Lorsque le recours est dirigé - comme en l'espèce - contre une décision de non-entrée en matière ou de classement d'une procédure pénale, la partie plaignante doit expliquer dans son recours au Tribunal fédéral pour quelles raisons et dans quelle mesure la décision attaquée peut avoir des conséquences sur le jugement de ses prétentions civiles concrètes (cf. arrêts 7B_120/2022 du 5 octobre 2023 consid. 1.3.1; 6B_1398/2021 du 15 novembre 2022 consid. 1.2 et les réf. citées; 6B_582/2020 du 17 décembre 2020 consid. 1 non publié in ATF 147 IV 47). Le Tribunal fédéral pose des exigences strictes de motivation de la qualité pour recourir. Dans l'acte de recours, il convient ainsi de démontrer en introduction et de manière concise que les conditions de recevabilité sont remplies (arrêt 7B_18/2022 du 28 juin 2024 consid. 1.1 et les arrêts cités).

1.2.2. Indépendamment des conditions posées par l'art. 81 al. 1 let. a et b ch. 5 LTF, la partie recourante est aussi habilitée à se plaindre d'une violation de ses droits de partie équivalant à un déni de justice formel, sans toutefois pouvoir faire valoir par ce biais, même indirectement, des moyens qui ne peuvent être séparés du fond (ATF 141 IV 1 consid. 1.1 et les références citées).

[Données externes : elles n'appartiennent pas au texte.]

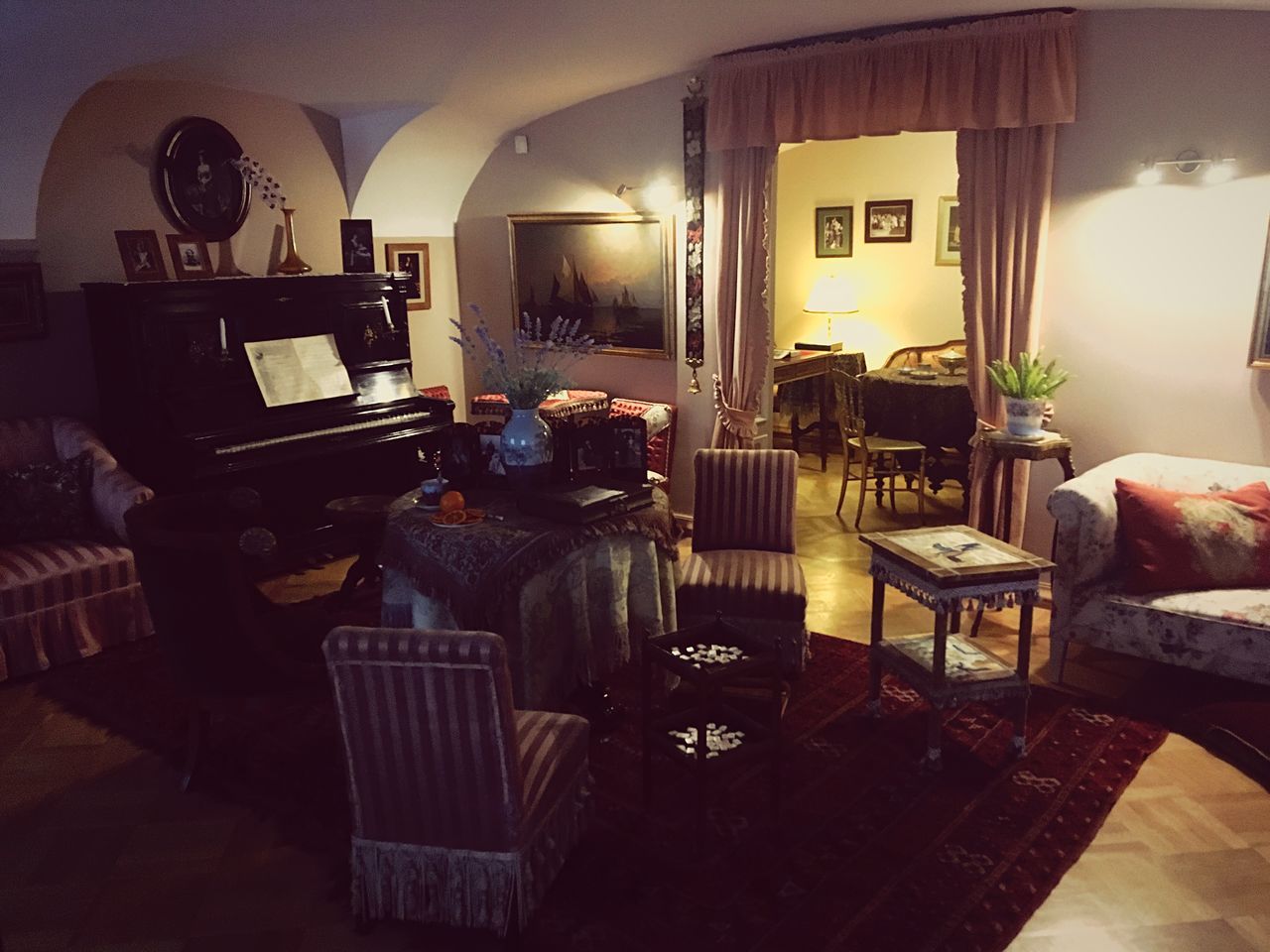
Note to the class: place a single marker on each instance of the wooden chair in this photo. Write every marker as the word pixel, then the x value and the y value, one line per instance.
pixel 463 809
pixel 879 457
pixel 922 353
pixel 743 563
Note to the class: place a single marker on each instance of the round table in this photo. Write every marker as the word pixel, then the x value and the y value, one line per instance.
pixel 570 601
pixel 937 412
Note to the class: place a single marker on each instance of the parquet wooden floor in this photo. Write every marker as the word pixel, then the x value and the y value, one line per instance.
pixel 98 851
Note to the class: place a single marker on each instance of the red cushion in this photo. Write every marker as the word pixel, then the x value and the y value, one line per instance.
pixel 1194 539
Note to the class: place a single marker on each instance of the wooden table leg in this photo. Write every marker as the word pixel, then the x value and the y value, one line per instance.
pixel 825 421
pixel 1020 740
pixel 874 705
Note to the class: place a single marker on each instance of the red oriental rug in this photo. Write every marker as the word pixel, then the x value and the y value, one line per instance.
pixel 870 853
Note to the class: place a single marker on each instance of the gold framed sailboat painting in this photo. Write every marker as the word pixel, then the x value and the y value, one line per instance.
pixel 613 272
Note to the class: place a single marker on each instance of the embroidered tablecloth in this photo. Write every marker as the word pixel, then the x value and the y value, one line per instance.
pixel 568 599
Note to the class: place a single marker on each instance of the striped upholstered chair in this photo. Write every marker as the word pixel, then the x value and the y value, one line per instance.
pixel 67 598
pixel 463 810
pixel 743 562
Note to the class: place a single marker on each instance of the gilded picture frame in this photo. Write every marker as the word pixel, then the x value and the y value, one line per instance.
pixel 612 271
pixel 1259 353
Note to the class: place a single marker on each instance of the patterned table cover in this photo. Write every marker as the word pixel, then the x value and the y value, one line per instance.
pixel 568 599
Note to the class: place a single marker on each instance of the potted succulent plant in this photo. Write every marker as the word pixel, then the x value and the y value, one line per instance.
pixel 1028 386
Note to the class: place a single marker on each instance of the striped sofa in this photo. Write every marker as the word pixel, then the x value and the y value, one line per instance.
pixel 743 562
pixel 64 599
pixel 463 809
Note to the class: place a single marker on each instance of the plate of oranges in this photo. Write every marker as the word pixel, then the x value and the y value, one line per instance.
pixel 453 512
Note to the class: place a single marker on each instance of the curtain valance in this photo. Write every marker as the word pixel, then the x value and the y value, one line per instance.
pixel 1002 72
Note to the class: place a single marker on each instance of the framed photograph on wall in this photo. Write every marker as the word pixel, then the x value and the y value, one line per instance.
pixel 1259 356
pixel 22 302
pixel 190 257
pixel 948 232
pixel 412 258
pixel 889 221
pixel 613 273
pixel 833 231
pixel 143 261
pixel 356 245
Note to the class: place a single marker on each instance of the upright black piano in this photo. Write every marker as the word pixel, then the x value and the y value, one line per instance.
pixel 183 409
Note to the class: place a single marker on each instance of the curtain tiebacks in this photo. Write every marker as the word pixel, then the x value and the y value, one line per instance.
pixel 740 422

1.2.3. En l'espèce, la recourante explique avoir supporté des frais pour le traitement médical ensuite des faits qu'elle qualifie d'agression (art. 134 CP) ou, à tout le moins, de lésions corporelles simples (art. 123 CP). Toutefois, dans son argumentation, la recourante - qui invoque plusieurs infractions commises par plusieurs personnes - ne précise pas quel préjudice elle entend faire valoir contre quelle personne et pour quel délit en particulier, ni a fortiori n'indique quelles seraient les répercussions de l'arrêt attaqué sur chacune des prétentions civiles. À défaut d'explications suffisantes à cet égard, sa qualité pour recourir contre la confirmation des ordonnances de non-entrée en matière ordonnées par le Ministère public apparaît douteuse (cf. arrêt 7B_831/2023 du 15 décembre 2023 consid. 1.2 et 1.3). Cette question peut néanmoins rester ouverte, vu le sort du recours.

1.2.4. La recourante reproche également à la cour cantonale d'avoir confirmé le refus de l'octroi de l'assistance judiciaire pour la procédure préliminaire et de ne lui avoir accordé l'assistance judiciaire que partiellement pour la procédure de recours. Dans cette mesure, elle dispose de la qualité pour recourir (cf. ATF 138 IV 248 consid. 2, in Jdt 2013 IV p. 191; arrêts 7B_35/2022 du 22 février 2024 consid.1; 6B_1035/2022 du 12 janvier 2023 consid. 3.4.1; 6B_1324/2021 du 20 septembre 2022 consid. 2).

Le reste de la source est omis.